The above code is rather inefficient, though it can do the job.

In [5]:
# Define experiment for vmin:
def vmin_toss():
    """
    num: Number of experiments.
    """
    vmins = None
    coin_ls = [Coin() for i in range(1000)] # It's better to define a new ls every experiment inside the function.
    for t in range(10):
        for coin in coin_ls:
            coin.toss()
            coin.record()
    # print([coin.count_head() for coin in coin_ls])
    vmins = min([coin.count_head() for coin in coin_ls])
    return vmins / 10

exp_n = 1000
sum([vmin_toss() for i in range(exp_n)]) / exp_n

0.03670000000000025

Thus, we can know that our intuition is correct for v1 and vrand, but not for vmin. Thus the answer for question 1 should be **[b] 0.01**.

#### 2.Which coin(s) has a distribution of ν that satisfies the (single-bin) Hoeffding Inequality?

[a] c1 only

[b] crand only

[c] cmin only

**[d] c1 and crand**

[e] cmin and crand

### Answer:
From question 1 we can find out that **[d] c1 and crand** is the correct answer.

The experiment shows that v1 and vrand are approximate to 0.5, the actual out-of-sample probability of getting a head given that coins are fair. The vmin is minipulated which resulted in abnormal low probability of head.

## Error and Noise

Consider the bin model for a hypothesis **h** that makes an error with probability **µ** in approximating a deterministic target function **f** (both **h** and **f** are __binary functions__).

If we use the same **h** to approximate a noisy version of **f** given by:

![image.png](attachment:image.png)

#### 3.What is the probability of error that h makes in approximating y?

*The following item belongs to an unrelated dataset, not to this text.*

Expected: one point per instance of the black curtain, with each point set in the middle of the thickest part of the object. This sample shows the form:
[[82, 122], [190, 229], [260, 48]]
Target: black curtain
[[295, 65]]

Hint: Two wrongs can make a right!

[a] µ

[b] λ

[c] 1-µ

[d] (1 − λ) ∗ µ + λ ∗ (1 − µ)

**[e] (1 − λ) ∗ (1 − µ) + λ ∗ µ**

There are two kinds of error, true error and false correct.

P(true error) = (1-µ) * (1-λ)

P(false correct) = µ * λ

#### 4.At what value of λ will the performance of h be independent of μ?
[a] 0

**[b] 0.5**

[c] 1/√2

[d] 1

[e] No values of λ


If the performance of h is to be independent of μ, then it is the same as saying that the target function is totally random. When λ = 0.5, which means that the f is not the case half of the time. When we think of a fair coin toss, we can assume a similar situation:

$P(y|X) = \{ 0.5  y = f(x) ; 0.5 y \neq f(x)\}$

Where $f(x)$ can be think of $f(x) = "head"$. Naturally, y \neq f(x) means "not head", or "tail".

Thus, we can see that when $\lambda = 0.5$, the target function is like a coin toss which will make the hypothesis useless no matter what.

## Linear Regression

In these problems, we will explore how Linear Regression for classification works. As with the Perceptron Learning Algorithm in Homework # 1, you will create your own **target function f** and **data set D**. Take **d = 2** so you can visualize the problem, and assume **X = [−1, 1] × [−1, 1]** with uniform probability of picking each **x ∈ X**. 

In each run, choose a random line in the plane as your target function **f** (do this by taking two random, uniformly distributed points in [−1, 1] × [−1, 1] and taking the line passing through them), where one side of the line maps to +1 and the other maps to −1. Choose the inputs $x_n$ of the data set as random points (uniformly in **X**), and evaluate the target function on each xn to get the corresponding output $y_n$.